Identification of Nonlinear Latent Hierarchical Models

Authors: Lingjing Kong, Biwei Huang, Feng Xie, Eric Xing, Yuejie Chi, Kun Zhang

NeurIPS 2023 | Conference PDF | Archive PDF | Plain Text | LLM Run Details

Reproducibility Variable Result LLM Response
Research Type Experimental We accompany our theory with an estimation method that can asymptotically identify the causal structure and latent variables for nonlinear latent hierarchical models and validate it on multiple synthetic and real-world datasets. In this section, we present experiments to corroborate our theoretical results in Section 3. We start with the problem of recovering the basis model in Section 4.2, which is the foundation of the overall identifiability. In Section 4.3, we present experiments for hierarchical models on a synthetic dataset and two real-world datasets.
Researcher Affiliation Academia 1 Carnegie Mellon University 2University of California San Diego 3Beijing Technology and Business University 4Mohamed bin Zayed University of Artificial Intelligence
Pseudocode Yes Algorithm 1 Identification of Latent Hierarchical Models.
Open Source Code No The paper describes the implementation details of the estimation model and refers to Appendix E for training configurations, but it does not include an explicit statement about making the source code available or provide a link to a repository.
Open Datasets Yes The personality dataset was curated through an interactive online personality test [Project, 2019]. For the digit dataset, we construct a multi-view digit dataset from MNIST [Deng, 2012].
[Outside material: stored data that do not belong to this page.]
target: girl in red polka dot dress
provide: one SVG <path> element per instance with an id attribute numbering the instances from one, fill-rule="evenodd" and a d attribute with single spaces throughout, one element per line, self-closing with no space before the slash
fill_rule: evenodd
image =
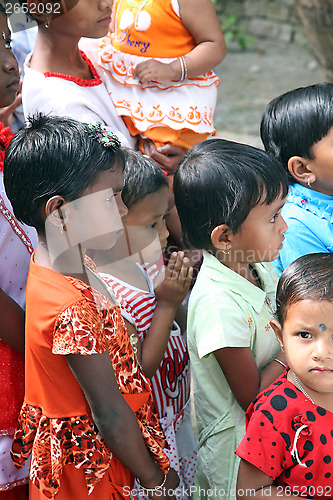
<path id="1" fill-rule="evenodd" d="M 333 255 L 290 264 L 276 302 L 271 325 L 288 366 L 246 413 L 237 498 L 332 498 Z"/>

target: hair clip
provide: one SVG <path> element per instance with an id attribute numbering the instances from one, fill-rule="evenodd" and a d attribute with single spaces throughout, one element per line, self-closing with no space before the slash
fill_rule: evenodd
<path id="1" fill-rule="evenodd" d="M 101 122 L 89 123 L 88 128 L 90 129 L 89 137 L 96 139 L 104 148 L 111 148 L 113 151 L 120 148 L 121 143 L 116 134 L 103 129 Z"/>
<path id="2" fill-rule="evenodd" d="M 1 33 L 1 36 L 2 36 L 3 40 L 6 40 L 7 36 L 6 36 L 6 33 L 4 31 Z"/>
Dataset Splits No The paper mentions using 'training samples' for experiments and evaluating R2 scores over '8192 samples for each estimated variable pair', but it does not specify explicit training, validation, and test dataset splits with percentages, sample counts, or clear methodologies for partitioning.
Hardware Specification No The paper discusses deep learning training and model architectures but does not provide any specific details about the hardware used, such as GPU or CPU models, memory, or specific computing clusters.
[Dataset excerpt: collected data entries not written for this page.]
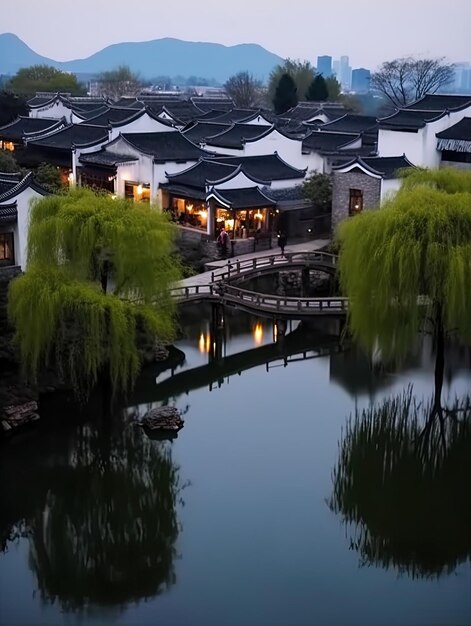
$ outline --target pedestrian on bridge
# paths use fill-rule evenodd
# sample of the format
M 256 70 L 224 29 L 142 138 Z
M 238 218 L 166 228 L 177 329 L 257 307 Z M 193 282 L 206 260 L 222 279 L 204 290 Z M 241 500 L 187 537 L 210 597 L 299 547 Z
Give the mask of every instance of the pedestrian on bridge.
M 278 233 L 278 245 L 280 246 L 281 249 L 281 256 L 285 256 L 285 246 L 288 242 L 288 238 L 286 236 L 286 233 L 284 231 L 281 231 Z

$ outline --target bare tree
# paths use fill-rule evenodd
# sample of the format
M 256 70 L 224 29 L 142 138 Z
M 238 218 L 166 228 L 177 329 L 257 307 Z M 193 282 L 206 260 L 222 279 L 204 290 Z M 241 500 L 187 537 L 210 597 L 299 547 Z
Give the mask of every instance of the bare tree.
M 248 72 L 239 72 L 231 76 L 224 85 L 224 89 L 237 107 L 250 108 L 261 102 L 262 83 Z
M 405 57 L 386 61 L 371 77 L 371 86 L 395 106 L 405 106 L 427 93 L 435 93 L 453 77 L 453 65 L 438 59 Z
M 142 81 L 126 65 L 120 65 L 117 69 L 102 72 L 98 76 L 100 94 L 111 100 L 118 100 L 122 96 L 135 97 L 142 88 Z

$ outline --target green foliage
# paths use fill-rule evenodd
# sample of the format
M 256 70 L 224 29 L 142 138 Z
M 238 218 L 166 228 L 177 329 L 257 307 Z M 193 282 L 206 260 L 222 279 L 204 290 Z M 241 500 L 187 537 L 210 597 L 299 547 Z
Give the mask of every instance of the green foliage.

Software Dependencies No The paper mentions using Adam for training and parameterizing models with MLPs and Leaky-ReLU activations. It also refers to a pretrained ResNet-44 model. However, it does not provide specific version numbers for any software dependencies, such as deep learning frameworks or programming languages.
Experiment Setup Yes Training configurations can be found in Appendix E. We apply Adam to train each model for 20,000 steps with a learning rate of 1e-3. Estimation model configuration for each experiment. We repeat each experiment over at least 3 random seeds. We evaluate the R2 score with kernel regression with Gaussian kernel.